A group of groundbreaking, international scientists called the ALPHA team successfully manipulated antimatter and measured it for the first time in history. The team nudged anti-hydrogen atoms using a tool that emitted a microwave stream.
Last June 2011, Jeffrey Hangst, of Denmark’s Aarhus University and the spokesman for ALPHA team, explained to the Telegraph the nature of the accomplishment: “We can keep the anti-hydrogen atoms trapped for 1,000 seconds. This is long enough to begin to study them—even with the small number that we can catch so far.”
Now the team has managed to interact with antimatter and move it as reported in their study that appears in the journal Nature Physics.
ALPHA ran the experiment at the European Organization for Nuclear Research (at CERN) in Geneva, Switzerland.
“We’ve demonstrated that we can probe the internal structure of the anti-hydrogen atom and we’re very excited about that. We now know that it’s possible to design experiments to make detailed measurements of antiatoms.”

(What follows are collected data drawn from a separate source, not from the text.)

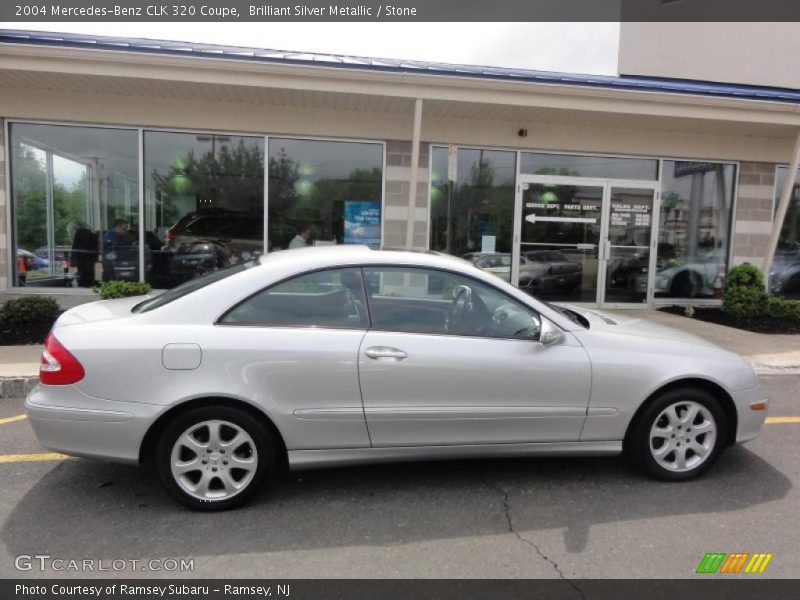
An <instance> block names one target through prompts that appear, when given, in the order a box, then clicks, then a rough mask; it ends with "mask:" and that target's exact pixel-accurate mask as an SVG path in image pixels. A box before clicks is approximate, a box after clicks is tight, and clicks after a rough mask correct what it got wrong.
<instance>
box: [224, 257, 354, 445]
mask: <svg viewBox="0 0 800 600" xmlns="http://www.w3.org/2000/svg"><path fill="white" fill-rule="evenodd" d="M217 325H218V327H217V328H216V329H217V331H216V332H215V338H216V347H215V349H214V351H213V356H212V357H211V359H212V360H216V361H218V362H219V364H220V368H224V369H225V370H229V371H238V372H239V373H241V377H240V378H239V379H241V380H242V381H243V382H244V384H245V385H246V386H247V389H246V390H244V391H243V392H242V395H245V396H249V397H252V398H254V399H255V400H256V401H257V403H258V404H260V405H262V406H263V407H264V408H265V410H266V412H267V413H268V414H269V415H270V417H272V418H273V419H275V421H276V425H277V427H278V429H279V430H280V431H281V433H282V434H283V438H284V440H286V444H287V447H288V449H289V450H300V449H306V450H307V449H322V448H359V447H369V445H370V441H369V435H368V434H367V427H366V423H365V421H364V411H363V407H362V404H361V393H360V390H359V385H358V369H357V366H356V356H357V355H358V350H359V347H360V345H361V341H362V339H363V337H364V335H365V333H366V330H367V325H368V317H367V310H366V302H365V299H364V291H363V285H362V282H361V270H360V269H358V268H339V269H327V270H322V271H314V272H311V273H307V274H303V275H299V276H297V277H295V278H292V279H288V280H286V281H284V282H281V283H278V284H277V285H274V286H271V287H269V288H267V289H265V290H263V291H261V292H259V293H257V294H254V295H253V296H251V297H249V298H247V299H246V300H244V301H243V302H241V303H239V304H238V305H236V306H235V307H233V308H232V309H231V310H230V311H228V312H227V313H226V314H225V315H223V317H222V318H220V319H219V321H218V323H217ZM234 391H237V392H238V390H234ZM237 395H238V394H237Z"/></svg>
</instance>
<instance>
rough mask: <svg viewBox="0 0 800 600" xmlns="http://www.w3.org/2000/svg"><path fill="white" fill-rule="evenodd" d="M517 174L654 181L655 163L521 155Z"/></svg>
mask: <svg viewBox="0 0 800 600" xmlns="http://www.w3.org/2000/svg"><path fill="white" fill-rule="evenodd" d="M520 173H522V174H524V175H558V176H562V177H595V178H597V179H639V180H642V181H654V180H656V179H658V161H657V160H654V159H649V158H616V157H612V156H578V155H575V154H541V153H532V152H523V153H522V157H521V158H520Z"/></svg>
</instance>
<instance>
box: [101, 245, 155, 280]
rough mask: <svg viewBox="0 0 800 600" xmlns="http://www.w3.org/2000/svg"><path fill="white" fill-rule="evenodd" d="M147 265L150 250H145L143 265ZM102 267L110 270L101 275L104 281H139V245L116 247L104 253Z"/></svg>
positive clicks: (149, 257) (148, 260)
mask: <svg viewBox="0 0 800 600" xmlns="http://www.w3.org/2000/svg"><path fill="white" fill-rule="evenodd" d="M149 264H150V250H149V248H145V265H149ZM103 266H104V268H110V270H111V273H108V274H106V273H104V274H103V277H104V278H105V279H122V280H125V281H139V245H138V244H128V245H125V246H117V247H116V248H115V249H114V250H113V251H110V252H107V253H105V255H104V260H103Z"/></svg>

The reason the breakthrough is momentous has to do with the great mystery of antimatter that’s been plaguing physicists since the discovery of its existence.
When the Big Bang occurred some 14 billion years in the past, matter and antimatter existed in equal amounts. Since the two were so well-balanced, why didn’t they cancel each other out?
The reason is that Nature somehow seemed to prefer matter over antimatter and because of that matter now dominates the universe.
The matter-antimatter asymmetry is still one of the greatest puzzles that haunts particle physics researchers.
The experiments conducted by ALPHA at CERN are progressing step-by-step towards solving the riddle of the asymmetrical outcome. Measuring the anti-hydrogen atoms is a giant step.
“We have made a measurement,” proclaimed Hangst. “Precision-wise, it doesn’t compete with matter, but it’s the only one that’s ever been done on antimatter.”
The difficulty researchers have faced is the very nature of antimatter tends to cancel itself out if it meets matter. The two annihilate each other in a burst of energy.
To reach the stage where it was possible to manipulate the antimatter, the team first had to trap it. They achieved that on June 5, 2011 by using a magnetic chamber to trap and suspend the antimatter, allowing them to investigate its nature for minutes instead of mere fractions of a second.
That monumental feat led to the current triumph of actually manipulating the anti-hydrogen atoms without destroying them.
“Hydrogen is the most abundant element in the universe and we understand its structure extremely well.” Hangst said. “Now we can finally begin to coax the truth out of anti-hydrogen. Are they different? We can confidently say that time will tell.”
Once the riddle of the disparity is solved, further research can begin to glean all the properties of antimatter locked inside. That could lead to new sources of energy and a myriad of foundation technologies.
Futurists and theorists have dreamed of using matter-antimatter engines to power vast machinery, change the orbits of planets, even use it to propel advanced ships to the stars. The famous Enterprise—the starship featured in the television series Star Trek—is powered by matter-antimatter engines that warp space, making interstellar travel more convenient than the treks of 19th Century pioneers crossing the Great Midwestern Plains.
On the other hand, matter-antimatter weapons could theoretically be more powerful—and more deadly—than thermonuclear bombs.
All advances carry risk, and all technology is a dual-edged sword.
Regardless, the quest for knowledge pushes forward.